1. Sozialversicherungspflicht einer Musikschullehrerin an städtischer Musikschule
Die Abgrenzung zwischen abhängiger Beschäftigung und selbstständiger Tätigkeit ist ein „juristisches Dauerthema”. Eine rechtlich fehlerhafte Abwicklung des Vertragsverhältnisses kann für die Beteiligten zu erheblichen wirtschaftlichen Nachteilen führen, v.a. infolge nachträglicher Erhebung von Sozialversicherungsbeiträgen (s. auch unten Hinweis Nr. 2).

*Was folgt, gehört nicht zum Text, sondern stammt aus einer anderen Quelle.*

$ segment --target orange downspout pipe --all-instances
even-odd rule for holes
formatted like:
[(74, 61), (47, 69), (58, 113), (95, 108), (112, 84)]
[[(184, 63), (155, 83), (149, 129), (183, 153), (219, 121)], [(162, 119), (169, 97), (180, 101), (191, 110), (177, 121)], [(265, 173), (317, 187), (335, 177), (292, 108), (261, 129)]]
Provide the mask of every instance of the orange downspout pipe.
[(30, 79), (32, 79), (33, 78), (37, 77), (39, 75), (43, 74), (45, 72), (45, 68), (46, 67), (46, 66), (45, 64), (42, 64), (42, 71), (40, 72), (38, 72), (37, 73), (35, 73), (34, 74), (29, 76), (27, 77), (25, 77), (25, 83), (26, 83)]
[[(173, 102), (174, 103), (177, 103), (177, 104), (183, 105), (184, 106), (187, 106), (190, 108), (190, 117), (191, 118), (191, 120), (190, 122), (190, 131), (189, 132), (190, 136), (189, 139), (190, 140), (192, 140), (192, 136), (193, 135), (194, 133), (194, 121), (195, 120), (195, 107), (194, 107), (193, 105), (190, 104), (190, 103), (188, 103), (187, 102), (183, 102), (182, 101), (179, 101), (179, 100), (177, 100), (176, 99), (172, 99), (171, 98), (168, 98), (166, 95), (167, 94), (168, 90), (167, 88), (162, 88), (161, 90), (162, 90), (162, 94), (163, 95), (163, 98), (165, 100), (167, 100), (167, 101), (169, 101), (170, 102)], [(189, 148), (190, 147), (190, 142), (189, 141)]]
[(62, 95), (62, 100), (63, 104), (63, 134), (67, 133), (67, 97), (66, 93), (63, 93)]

Ob jemand beschäftigt oder selbstständig tätig ist, richtet sich danach, welche Umstände das Gesamtbild der Vertragsleistung prägen und hängt davon ab, welche Merkmale überwiegen. Die Zuordnung einer Tätigkeit nach deren Gesamtbild zum rechtlichen Typus der Beschäftigung oder selbstständigen Tätigkeit setzt voraus, dass alle nach Lage des Einzelfalls als Indizien in Betracht kommenden Umstände festgestellt, in ihrer Tragweite zutreffend erkannt und gewichtet, in die Gesamtschau mit diesem Gewicht eingestellt und nachvollziehbar, d.h. den Gesetzen der Logik entsprechend und widerspruchsfrei gegeneinander abgewogen werden (s. hierzu bereits Sartorius, ZAP F. 18, 1615 ff. und Sartorius/Winkler, ZAP F. 18, 1754 ff. und BSG v. 1.2.2022 – B 12 KR 377/19, Rn 12). Am 14.3.2018 – 12 R 3/17 R – hat das BSG die Beauftragung eines kommunalen Musikschul-Gitarrenlehrers auf honorarvertraglicher Grundlage gebilligt und hierbei dem Aspekt der Vertragsgestaltung – wenn diese „gelebt” wird – größere Bedeutung als in der Vergangenheit beigemessen (Sartorius/Winkler, ZAP F. 18, 1617 f.). Ebenso hat das BAG (v. 21.11.2017 – 9 AZR 117/17, NJW 2018, 1194) einen Musikschullehrer als selbstständig Tätigen angesehen.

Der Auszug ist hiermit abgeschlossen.